I tend to agree with David, I see the article as benign, it observes some inescapable facts, and as Koen observes, the material seems to be cut and paste.
Canada I think is an odd case, a hybrid country in many ways. Often very good people, generous and community minded, but also a history of the most cutting edge capitalism and technology aimed at resource extraction and profiteering.
In my observation you have to distinguish between the Canadian people and what corporations dwelling here do. More generally that applies all over the world. Canada happens to be situated where there are many resources corporations want to extract, and lots of energy is available to do so, farming being no small part of corporate profit making.

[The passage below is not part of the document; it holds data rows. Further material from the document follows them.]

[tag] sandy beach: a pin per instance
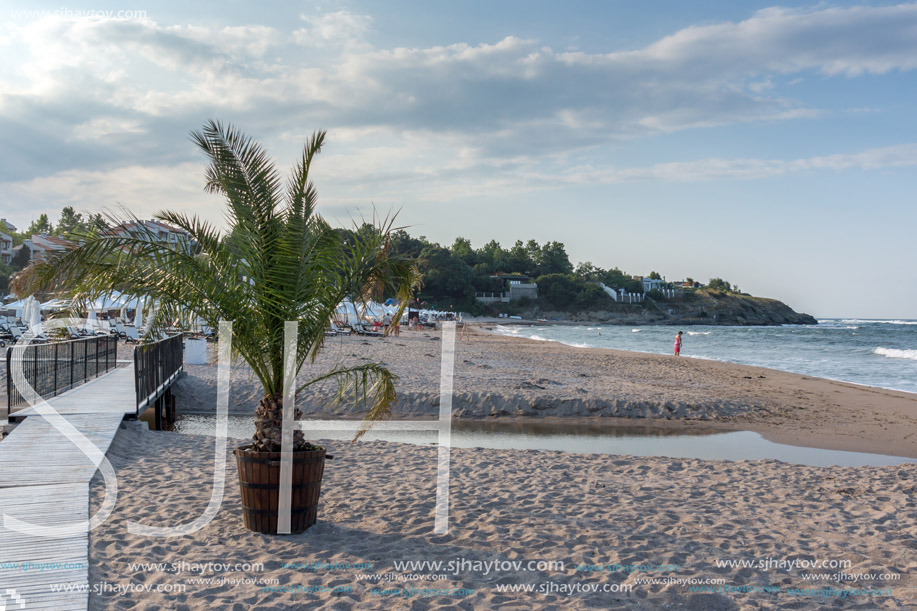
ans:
(659, 519)
(503, 377)
(645, 533)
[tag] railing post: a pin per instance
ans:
(55, 368)
(9, 381)
(137, 382)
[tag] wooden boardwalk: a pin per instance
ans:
(44, 479)
(110, 393)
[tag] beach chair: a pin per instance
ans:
(337, 330)
(359, 328)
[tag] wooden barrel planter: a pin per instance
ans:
(259, 479)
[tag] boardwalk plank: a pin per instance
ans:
(44, 479)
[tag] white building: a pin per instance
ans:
(6, 241)
(38, 245)
(157, 231)
(6, 248)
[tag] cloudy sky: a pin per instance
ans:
(772, 145)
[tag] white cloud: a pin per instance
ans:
(460, 117)
(338, 29)
(744, 169)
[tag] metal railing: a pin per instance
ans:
(156, 366)
(55, 367)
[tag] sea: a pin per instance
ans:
(872, 352)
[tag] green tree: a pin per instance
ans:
(493, 256)
(96, 223)
(5, 272)
(41, 226)
(518, 259)
(21, 259)
(553, 259)
(70, 223)
(461, 248)
(445, 276)
(285, 264)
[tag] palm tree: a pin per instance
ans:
(279, 262)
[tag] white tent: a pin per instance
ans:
(373, 310)
(347, 312)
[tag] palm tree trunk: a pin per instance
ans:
(269, 426)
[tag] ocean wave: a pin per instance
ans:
(853, 321)
(895, 353)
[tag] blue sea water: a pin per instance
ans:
(873, 352)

We have also entirely bought into the “American dream” of suburbia McMansions and personal motoring, which seemed like such a sensible choice in the days past of $20 a barrel oil that we supposed would never run out.

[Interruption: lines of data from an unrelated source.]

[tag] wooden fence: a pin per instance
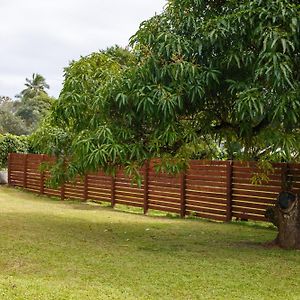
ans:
(217, 190)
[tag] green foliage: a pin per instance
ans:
(11, 144)
(10, 123)
(213, 78)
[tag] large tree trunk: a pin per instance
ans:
(286, 216)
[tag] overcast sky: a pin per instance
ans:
(42, 36)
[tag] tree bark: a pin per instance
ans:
(286, 216)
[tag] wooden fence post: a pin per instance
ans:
(25, 171)
(182, 195)
(229, 174)
(86, 187)
(42, 179)
(113, 192)
(9, 168)
(146, 186)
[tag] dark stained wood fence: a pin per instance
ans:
(217, 190)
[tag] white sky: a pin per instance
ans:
(42, 36)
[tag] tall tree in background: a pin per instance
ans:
(34, 87)
(226, 71)
(34, 102)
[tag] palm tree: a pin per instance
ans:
(34, 87)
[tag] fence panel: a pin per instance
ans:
(206, 189)
(217, 190)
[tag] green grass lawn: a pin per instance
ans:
(69, 250)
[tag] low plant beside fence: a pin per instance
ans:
(217, 190)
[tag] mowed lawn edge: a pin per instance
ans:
(71, 250)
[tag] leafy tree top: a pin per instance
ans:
(224, 71)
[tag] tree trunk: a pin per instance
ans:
(286, 216)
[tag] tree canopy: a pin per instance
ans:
(201, 74)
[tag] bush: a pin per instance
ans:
(11, 144)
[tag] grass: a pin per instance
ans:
(69, 250)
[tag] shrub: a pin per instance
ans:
(11, 143)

David makes a good point, that despite the widely spread centers of population, it seems to me that most of the personal activity is within those urban centers, the population power consumption is probably similar to many countries, but automobile use is excessive.

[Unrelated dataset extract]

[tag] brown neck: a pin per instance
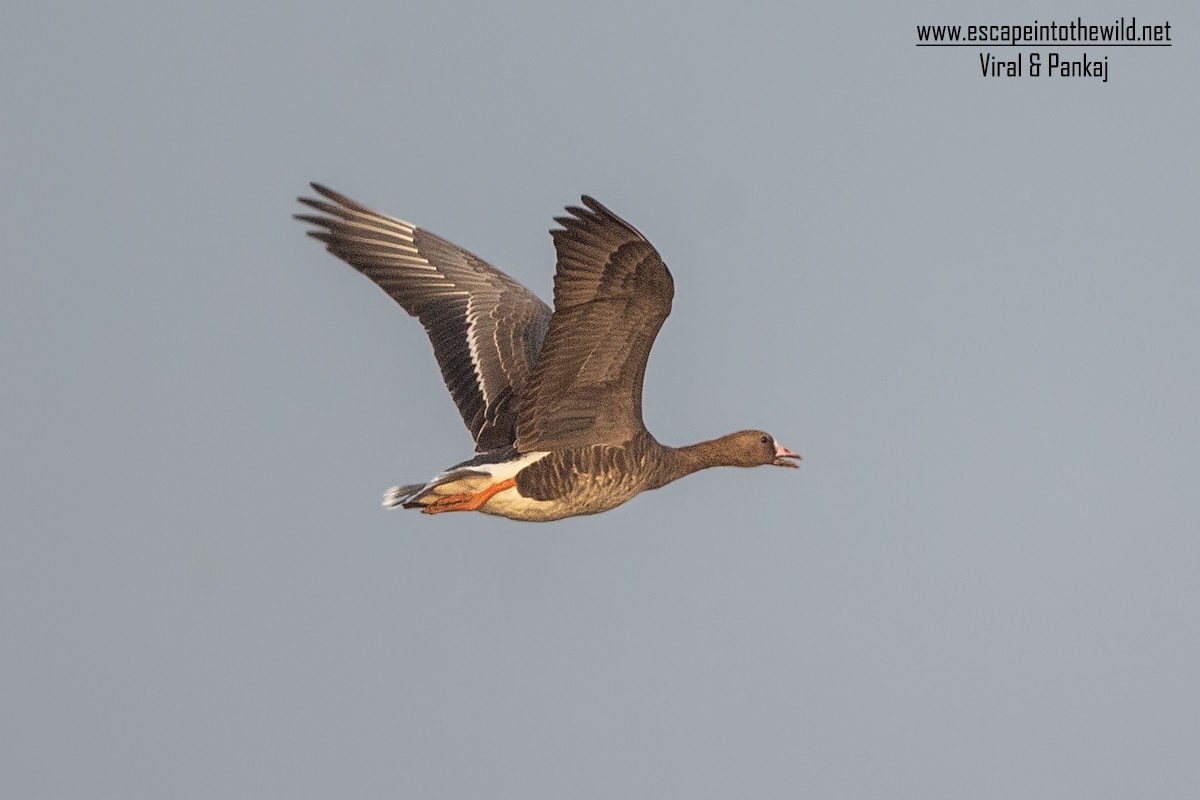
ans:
(685, 461)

I subscribe to the notion of peak oil, so it’s not hard for me to question the future of suburbia and personal motoring. But regardless, rail has always been a far superior transport system, public trolley cars beat the pants off of buses, and nowadays could be driven automatically, commuter trains beat the heck out of highways full of personal vehicles, train cars are literally 100 times more efficient than semi transport. So just on the basis of efficiency I believe our north American culture could do with a rewrite.
I don’t see flying for casual amusement as an individual right. The environmental and resource cost is just too high. Consider that half of the world’s population couldn’t afford the price of the airport tax to save a child’s life. Only so much to go around, and better goals to fulfill first. IMHO.